Segundo a profissional, o ativo se destaca por atuar diretamente nos processos celulares ligados à produção de colágeno e à renovação cutânea. Entre os efeitos observados na prática clínica estão a melhora da textura e da elasticidade da pele, além do suporte aos mecanismos naturais de regeneração celular e da qualidade geral do tecido cutâneo.
Tonya Pereira explica que o diferencial do GHK-Cu está na sua função como sinalizador celular. O peptídeo estimula comportamentos celulares associados a uma pele com maior capacidade de renovação e favorece a formação de novas células. Por ser um composto ligado ao cobre, o ativo acelera processos fisiológicos relacionados à síntese de colágeno, elemento central nos tratamentos de rejuvenescimento.
Além do uso em protocolos antienvelhecimento, o GHK-Cu também apresenta resultados positivos no controle de processos inflamatórios, o que amplia sua aplicação em tratamentos de acne e em procedimentos de recuperação da pele. Atualmente, os peptídeos injetáveis seguem com uso restrito a clínicas e laboratórios, dentro de estudos, testes e protocolos científicos controlados.

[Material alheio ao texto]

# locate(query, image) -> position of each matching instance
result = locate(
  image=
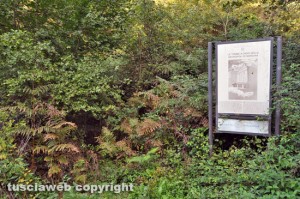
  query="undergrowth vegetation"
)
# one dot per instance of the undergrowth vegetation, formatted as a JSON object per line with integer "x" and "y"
{"x": 111, "y": 92}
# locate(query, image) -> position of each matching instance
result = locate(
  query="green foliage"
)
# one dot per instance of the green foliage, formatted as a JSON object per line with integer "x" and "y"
{"x": 288, "y": 97}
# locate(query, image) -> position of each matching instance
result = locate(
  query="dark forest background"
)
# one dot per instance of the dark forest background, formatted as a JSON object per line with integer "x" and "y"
{"x": 113, "y": 91}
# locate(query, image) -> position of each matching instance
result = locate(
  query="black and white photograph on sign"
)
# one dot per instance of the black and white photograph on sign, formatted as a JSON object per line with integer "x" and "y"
{"x": 242, "y": 79}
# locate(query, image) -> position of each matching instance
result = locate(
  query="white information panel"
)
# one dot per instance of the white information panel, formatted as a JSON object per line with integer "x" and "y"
{"x": 243, "y": 85}
{"x": 245, "y": 126}
{"x": 244, "y": 77}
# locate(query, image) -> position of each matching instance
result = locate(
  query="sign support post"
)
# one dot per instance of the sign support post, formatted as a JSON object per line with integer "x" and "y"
{"x": 243, "y": 87}
{"x": 278, "y": 83}
{"x": 210, "y": 100}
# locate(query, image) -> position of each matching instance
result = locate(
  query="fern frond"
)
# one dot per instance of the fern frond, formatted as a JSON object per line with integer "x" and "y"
{"x": 126, "y": 127}
{"x": 62, "y": 160}
{"x": 148, "y": 126}
{"x": 54, "y": 169}
{"x": 50, "y": 136}
{"x": 123, "y": 146}
{"x": 60, "y": 125}
{"x": 40, "y": 149}
{"x": 64, "y": 148}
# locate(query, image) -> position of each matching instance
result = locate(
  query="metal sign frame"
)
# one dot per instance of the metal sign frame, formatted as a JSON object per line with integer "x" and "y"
{"x": 211, "y": 47}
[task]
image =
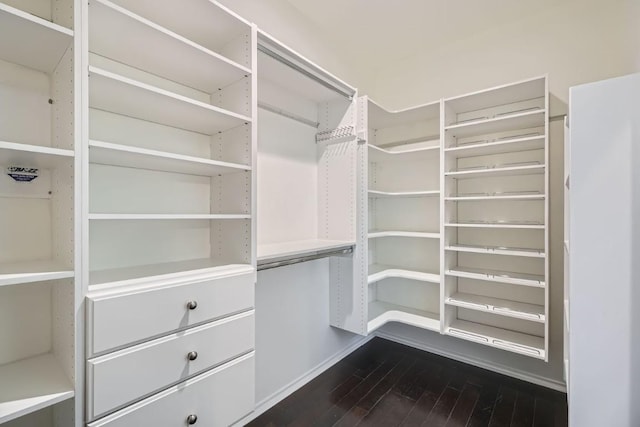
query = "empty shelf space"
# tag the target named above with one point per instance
(121, 217)
(495, 196)
(375, 234)
(490, 147)
(522, 225)
(517, 342)
(380, 154)
(378, 272)
(32, 271)
(503, 123)
(509, 277)
(387, 194)
(207, 70)
(16, 154)
(498, 171)
(381, 312)
(116, 278)
(497, 250)
(277, 251)
(33, 42)
(121, 95)
(32, 384)
(107, 153)
(532, 312)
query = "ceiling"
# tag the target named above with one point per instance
(389, 30)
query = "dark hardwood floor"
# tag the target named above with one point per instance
(388, 384)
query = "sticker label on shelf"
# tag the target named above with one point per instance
(21, 174)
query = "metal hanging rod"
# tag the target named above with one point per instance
(324, 254)
(302, 71)
(292, 116)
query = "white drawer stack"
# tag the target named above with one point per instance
(172, 354)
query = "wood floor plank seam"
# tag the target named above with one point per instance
(385, 384)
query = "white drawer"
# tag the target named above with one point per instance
(135, 372)
(115, 321)
(218, 397)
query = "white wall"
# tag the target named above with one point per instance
(284, 22)
(578, 41)
(575, 42)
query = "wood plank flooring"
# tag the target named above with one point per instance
(387, 384)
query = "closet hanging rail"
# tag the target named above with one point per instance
(290, 64)
(323, 254)
(292, 116)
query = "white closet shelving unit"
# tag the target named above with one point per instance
(401, 178)
(39, 290)
(170, 142)
(495, 217)
(307, 152)
(169, 216)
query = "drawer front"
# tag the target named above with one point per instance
(119, 320)
(127, 375)
(217, 398)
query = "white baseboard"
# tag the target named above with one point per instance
(266, 404)
(480, 363)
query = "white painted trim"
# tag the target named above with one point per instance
(269, 402)
(480, 363)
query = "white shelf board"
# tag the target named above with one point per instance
(107, 153)
(399, 194)
(32, 384)
(519, 310)
(32, 271)
(508, 277)
(500, 95)
(36, 156)
(497, 250)
(121, 95)
(375, 234)
(273, 251)
(517, 342)
(214, 24)
(496, 197)
(31, 41)
(157, 49)
(509, 122)
(129, 276)
(509, 225)
(381, 312)
(498, 171)
(510, 145)
(380, 117)
(378, 272)
(380, 154)
(120, 217)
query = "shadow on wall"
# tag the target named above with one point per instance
(634, 299)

Em alguns mercados internacionais, o GHK-Cu já aparece em formulações cosméticas de uso tópico, movimento que tem despertado o interesse da indústria de skincare. No Brasil, sua aplicação permanece concentrada no ambiente clínico, com acompanhamento técnico e critérios rigorosos de segurança.
Na Tonya Beauty, o ativo integra protocolos desenvolvidos ao longo de mais de uma década. De acordo com a especialista, os tratamentos aplicados pela clínica são baseados no uso de peptídeos e células-tronco, com foco em regeneração celular e acompanhamento contínuo dos resultados.